As the van to take me to my holiday destination runs only once a day in the morning, I end up spending a night (and an afternoon, there wasn’t much work after lunch) at a place that is on top of my “never go there”-list: Pattaya.


This city is famous for masses of tourists, prostitution, drugs, western men finding themselves Thai women, and for having everything a tourist’s heart desires.
Every other shop window offers massages (200 baht per hour, everywhere), the ones in between sell beer, smoothies, and souvenirs in the shape of very cheap beach wear.
And the people run around in these speedos and short beach dresses, not only on the beach, but in the city as well.

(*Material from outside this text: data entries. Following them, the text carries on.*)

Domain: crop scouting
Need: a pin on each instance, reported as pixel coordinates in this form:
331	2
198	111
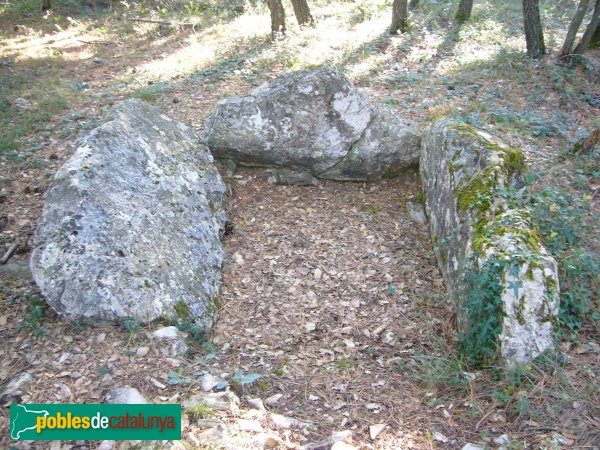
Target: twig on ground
10	251
161	22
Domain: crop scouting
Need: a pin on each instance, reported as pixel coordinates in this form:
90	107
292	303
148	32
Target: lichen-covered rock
490	255
171	341
389	145
131	224
125	395
313	120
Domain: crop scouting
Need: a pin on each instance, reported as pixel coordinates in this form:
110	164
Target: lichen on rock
313	121
131	224
467	179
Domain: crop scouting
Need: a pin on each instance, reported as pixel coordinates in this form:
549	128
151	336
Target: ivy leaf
515	286
222	385
251	377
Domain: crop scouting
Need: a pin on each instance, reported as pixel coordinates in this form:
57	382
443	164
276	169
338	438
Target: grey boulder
388	146
313	120
131	224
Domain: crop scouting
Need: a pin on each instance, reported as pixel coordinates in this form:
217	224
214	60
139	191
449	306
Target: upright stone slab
131	224
313	120
476	234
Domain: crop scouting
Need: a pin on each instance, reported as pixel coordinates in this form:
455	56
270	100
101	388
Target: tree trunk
534	33
594	43
574	27
302	13
399	16
592	28
277	17
464	11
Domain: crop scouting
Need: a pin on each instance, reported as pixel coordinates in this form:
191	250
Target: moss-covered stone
467	176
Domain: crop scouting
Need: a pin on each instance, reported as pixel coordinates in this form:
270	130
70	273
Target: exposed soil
330	292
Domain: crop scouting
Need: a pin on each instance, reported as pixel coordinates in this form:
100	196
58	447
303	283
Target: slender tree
464	11
277	17
591	29
399	16
534	33
574	28
302	13
595	42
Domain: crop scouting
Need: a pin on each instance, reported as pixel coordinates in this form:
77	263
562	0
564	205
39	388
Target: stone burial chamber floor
327	292
330	292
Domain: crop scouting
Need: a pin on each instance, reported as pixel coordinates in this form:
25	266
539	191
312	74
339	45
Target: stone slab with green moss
489	251
131	224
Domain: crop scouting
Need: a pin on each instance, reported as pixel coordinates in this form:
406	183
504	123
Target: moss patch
182	310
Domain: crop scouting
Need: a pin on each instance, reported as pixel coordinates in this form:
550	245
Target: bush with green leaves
568	232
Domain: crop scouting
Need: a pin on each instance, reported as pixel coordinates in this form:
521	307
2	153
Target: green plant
34	316
131	327
481	289
199	411
567	229
432	370
153	91
373	209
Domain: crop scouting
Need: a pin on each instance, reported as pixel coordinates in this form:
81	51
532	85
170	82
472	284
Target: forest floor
330	293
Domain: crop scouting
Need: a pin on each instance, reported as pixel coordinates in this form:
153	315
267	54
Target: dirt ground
331	293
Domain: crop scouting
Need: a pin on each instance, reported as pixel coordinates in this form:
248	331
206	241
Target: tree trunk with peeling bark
464	11
399	16
277	17
534	33
591	29
574	28
302	13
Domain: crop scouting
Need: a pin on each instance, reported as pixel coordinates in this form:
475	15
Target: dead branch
10	251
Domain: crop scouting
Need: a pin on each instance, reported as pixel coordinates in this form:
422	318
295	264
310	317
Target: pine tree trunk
399	16
587	37
574	28
534	33
302	13
277	17
464	11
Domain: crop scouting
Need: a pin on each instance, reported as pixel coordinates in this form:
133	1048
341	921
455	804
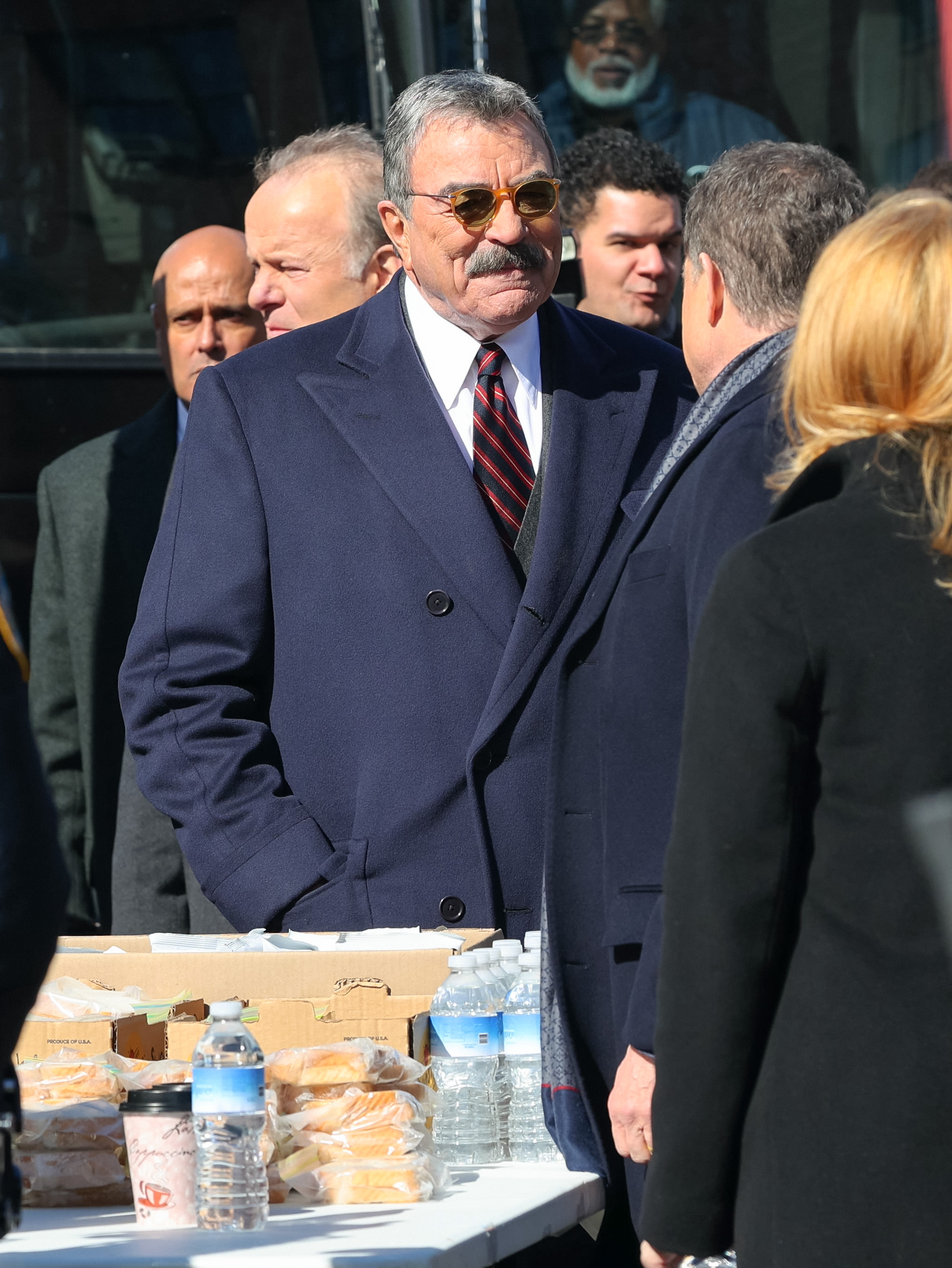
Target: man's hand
631	1107
652	1258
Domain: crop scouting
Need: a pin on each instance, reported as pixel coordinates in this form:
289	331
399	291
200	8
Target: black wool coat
615	756
804	1104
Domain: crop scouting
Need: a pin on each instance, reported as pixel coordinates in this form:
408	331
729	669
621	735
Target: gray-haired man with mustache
378	532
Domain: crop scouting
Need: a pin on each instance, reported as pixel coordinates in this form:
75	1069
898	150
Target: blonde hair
873	355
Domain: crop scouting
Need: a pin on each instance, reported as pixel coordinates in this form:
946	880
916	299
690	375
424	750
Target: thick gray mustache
496	258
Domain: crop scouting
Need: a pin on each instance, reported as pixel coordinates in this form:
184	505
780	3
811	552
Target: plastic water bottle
503	974
510	950
229	1110
529	1139
485	971
501	1096
465	1049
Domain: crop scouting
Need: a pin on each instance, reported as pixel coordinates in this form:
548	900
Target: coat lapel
595	435
142	462
381	402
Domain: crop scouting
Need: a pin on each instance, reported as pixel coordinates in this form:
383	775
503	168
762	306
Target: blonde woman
804	1104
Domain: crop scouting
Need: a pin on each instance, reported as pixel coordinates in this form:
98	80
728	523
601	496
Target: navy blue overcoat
617	746
292	701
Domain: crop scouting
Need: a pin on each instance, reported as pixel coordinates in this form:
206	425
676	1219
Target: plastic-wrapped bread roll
293	1099
74	1178
51	1085
391	1140
414	1178
359	1111
88	1125
359	1061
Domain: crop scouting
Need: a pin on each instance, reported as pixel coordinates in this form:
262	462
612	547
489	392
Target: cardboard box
375	994
363	1010
250	974
130	1036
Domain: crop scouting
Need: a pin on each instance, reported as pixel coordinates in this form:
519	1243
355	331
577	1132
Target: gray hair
350	148
763	214
451	96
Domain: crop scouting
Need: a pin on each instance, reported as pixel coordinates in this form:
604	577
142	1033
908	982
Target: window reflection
126	126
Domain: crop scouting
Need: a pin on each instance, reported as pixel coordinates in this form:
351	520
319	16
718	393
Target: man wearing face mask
341	671
99	508
614	79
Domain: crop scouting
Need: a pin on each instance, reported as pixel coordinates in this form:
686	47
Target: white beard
610	98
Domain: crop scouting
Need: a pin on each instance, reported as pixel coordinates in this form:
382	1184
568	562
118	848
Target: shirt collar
182	420
449	352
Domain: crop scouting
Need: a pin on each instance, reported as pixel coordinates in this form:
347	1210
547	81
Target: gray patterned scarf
733	378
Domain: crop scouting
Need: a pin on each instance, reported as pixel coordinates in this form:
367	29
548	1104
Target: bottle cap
226	1011
166	1099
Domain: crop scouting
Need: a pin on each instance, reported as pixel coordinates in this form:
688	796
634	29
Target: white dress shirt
182	420
449	355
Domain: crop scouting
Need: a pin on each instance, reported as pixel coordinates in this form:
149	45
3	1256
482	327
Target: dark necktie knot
490	360
503	466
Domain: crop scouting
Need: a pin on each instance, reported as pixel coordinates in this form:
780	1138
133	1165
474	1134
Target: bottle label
232	1090
465	1036
521	1034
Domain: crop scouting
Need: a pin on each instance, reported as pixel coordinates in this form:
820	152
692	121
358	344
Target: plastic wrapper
72	1171
391	1140
293	1099
70	1077
278	1189
88	1125
103	1195
413	1178
359	1111
74	1000
359	1061
61	1082
135	1075
278	1135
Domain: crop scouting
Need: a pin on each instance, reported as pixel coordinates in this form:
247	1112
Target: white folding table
491	1213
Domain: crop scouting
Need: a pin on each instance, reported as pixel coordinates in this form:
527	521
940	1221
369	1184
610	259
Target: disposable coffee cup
160	1142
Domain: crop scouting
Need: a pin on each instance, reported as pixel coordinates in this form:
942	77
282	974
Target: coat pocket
343	903
628	913
644	565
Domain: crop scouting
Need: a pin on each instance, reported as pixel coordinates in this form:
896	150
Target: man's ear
714	288
381	268
396	225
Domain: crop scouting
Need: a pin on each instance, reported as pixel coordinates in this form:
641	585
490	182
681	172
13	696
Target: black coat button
439	603
483	760
453	910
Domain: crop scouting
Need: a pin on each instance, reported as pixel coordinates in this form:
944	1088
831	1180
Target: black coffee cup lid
164	1099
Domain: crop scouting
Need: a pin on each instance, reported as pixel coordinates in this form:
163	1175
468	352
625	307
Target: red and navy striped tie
501	465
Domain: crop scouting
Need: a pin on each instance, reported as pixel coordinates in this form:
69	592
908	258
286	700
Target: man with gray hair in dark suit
99	508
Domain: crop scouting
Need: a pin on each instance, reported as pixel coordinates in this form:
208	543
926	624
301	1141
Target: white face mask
610	98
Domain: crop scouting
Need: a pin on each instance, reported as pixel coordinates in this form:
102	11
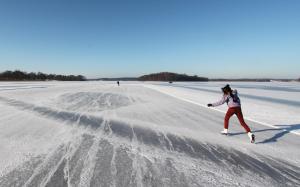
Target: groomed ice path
99	134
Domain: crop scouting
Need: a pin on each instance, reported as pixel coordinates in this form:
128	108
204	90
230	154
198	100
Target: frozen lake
146	134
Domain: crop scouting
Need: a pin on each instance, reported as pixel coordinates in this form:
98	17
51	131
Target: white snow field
146	134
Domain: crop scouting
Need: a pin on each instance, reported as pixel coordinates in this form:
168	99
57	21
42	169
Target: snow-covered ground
146	134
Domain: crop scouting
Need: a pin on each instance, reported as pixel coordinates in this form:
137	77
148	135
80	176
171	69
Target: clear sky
114	38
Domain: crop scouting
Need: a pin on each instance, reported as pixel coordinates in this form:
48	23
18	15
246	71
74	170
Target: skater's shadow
282	130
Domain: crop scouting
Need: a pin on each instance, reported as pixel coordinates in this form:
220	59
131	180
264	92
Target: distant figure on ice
234	107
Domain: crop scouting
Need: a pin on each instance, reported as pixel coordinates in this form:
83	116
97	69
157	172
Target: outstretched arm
220	102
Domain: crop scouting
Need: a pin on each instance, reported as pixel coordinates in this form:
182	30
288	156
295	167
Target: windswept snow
146	134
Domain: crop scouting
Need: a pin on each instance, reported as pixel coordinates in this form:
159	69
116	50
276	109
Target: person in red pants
234	107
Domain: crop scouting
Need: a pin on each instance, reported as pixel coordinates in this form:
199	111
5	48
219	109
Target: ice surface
146	134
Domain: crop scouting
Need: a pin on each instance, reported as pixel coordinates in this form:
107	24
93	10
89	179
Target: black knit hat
226	88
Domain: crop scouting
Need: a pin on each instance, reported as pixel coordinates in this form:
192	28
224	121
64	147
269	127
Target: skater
234	107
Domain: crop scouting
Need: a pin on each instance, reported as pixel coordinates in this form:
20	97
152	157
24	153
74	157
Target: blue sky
113	38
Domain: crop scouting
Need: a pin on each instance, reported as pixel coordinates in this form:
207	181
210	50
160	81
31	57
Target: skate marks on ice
101	161
92	101
117	153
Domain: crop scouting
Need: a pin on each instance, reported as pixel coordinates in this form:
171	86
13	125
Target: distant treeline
242	80
167	76
24	76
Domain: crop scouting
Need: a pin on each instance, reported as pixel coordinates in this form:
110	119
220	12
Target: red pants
238	112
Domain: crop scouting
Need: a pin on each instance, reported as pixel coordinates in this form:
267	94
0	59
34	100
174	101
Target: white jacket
231	101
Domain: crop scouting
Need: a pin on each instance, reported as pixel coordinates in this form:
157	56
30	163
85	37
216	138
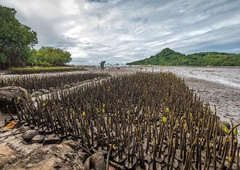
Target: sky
122	31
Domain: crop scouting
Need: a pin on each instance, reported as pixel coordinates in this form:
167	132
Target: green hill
173	58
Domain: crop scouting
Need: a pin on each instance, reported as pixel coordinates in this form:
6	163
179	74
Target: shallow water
229	76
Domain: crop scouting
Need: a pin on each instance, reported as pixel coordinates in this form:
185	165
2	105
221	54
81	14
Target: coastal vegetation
154	122
17	41
172	58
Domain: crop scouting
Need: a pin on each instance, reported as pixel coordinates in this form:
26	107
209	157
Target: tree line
17	41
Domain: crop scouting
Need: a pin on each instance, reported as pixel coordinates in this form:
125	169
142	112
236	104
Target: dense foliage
17	41
37	69
49	56
170	57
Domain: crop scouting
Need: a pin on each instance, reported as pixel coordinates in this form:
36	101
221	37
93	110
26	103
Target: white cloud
124	31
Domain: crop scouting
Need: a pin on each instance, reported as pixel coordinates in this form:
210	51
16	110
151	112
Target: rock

I see more white beer bellies than clack hair today. The locals that I do notice are either selling something, driving taxis or waiting for someone who wants a massage.
Pattaya is like a mixture of places like Lloret the Mar or Bibione in Italy and the Khao San Road in Bangkok or Thamel in Kathmandu, Nepal. When you’re lying on the narrow beach underneath neat rows of palm trees, slurping your Chang beer, you don’t even have to get up if you want something else – beach vendors come by with ice cream, souvenirs, sunglasses, massages and even their tattoo studio.

what she sees

what I see

Do I like it? No. Am I still glad I got to see it? Yes. This is the Thailand of tourists, not the backpackers. There is a difference. Backpackers, German high school graduates, French college dropouts – they go to Chiang Mai, Pai, and Koh Phangan. Tourists, who aren’t taking months to find culture, Hippie-clothes and themselves, but two weeks to relax on a pretty beach and have some fun, they go to Koh Samui, Koh Chang, and to Pattaya. And here, you get everything you need as a tourist. And it’s cheap! Although, I have to say, much more expensive than in the places with less or no tourists…
predominant foreign language is (next to English) Russian

So I do what I always do: I take a walk on the beach, picking up the trash that has been left here or brought in by the waves, and, through my favorite app, find a great vegan restaurant: “Yes vegan”.
On the way there, I pass small food stalls on the side of the road, they sell food, drinks, coconuts, bananas, mangoes… In front of them: street dogs and piles of trash.
Behind them: a few wooden planks, ribbed roofs, canvas covers. Aka: the owners’ houses.
Across the road: massive architectural mistakes, aka resorts.


And I wonder: two, three years ago – would I have seen Pattaya as I do now? Or wouldn’t I have been getting a tan on that beach, too, waiting to buy souvenirs, drinking a smoothie from a plastic cup?



By the way, no, HappCow is not sponsoring me or anything ;-) I just love to look up restaurants there. Give it a try!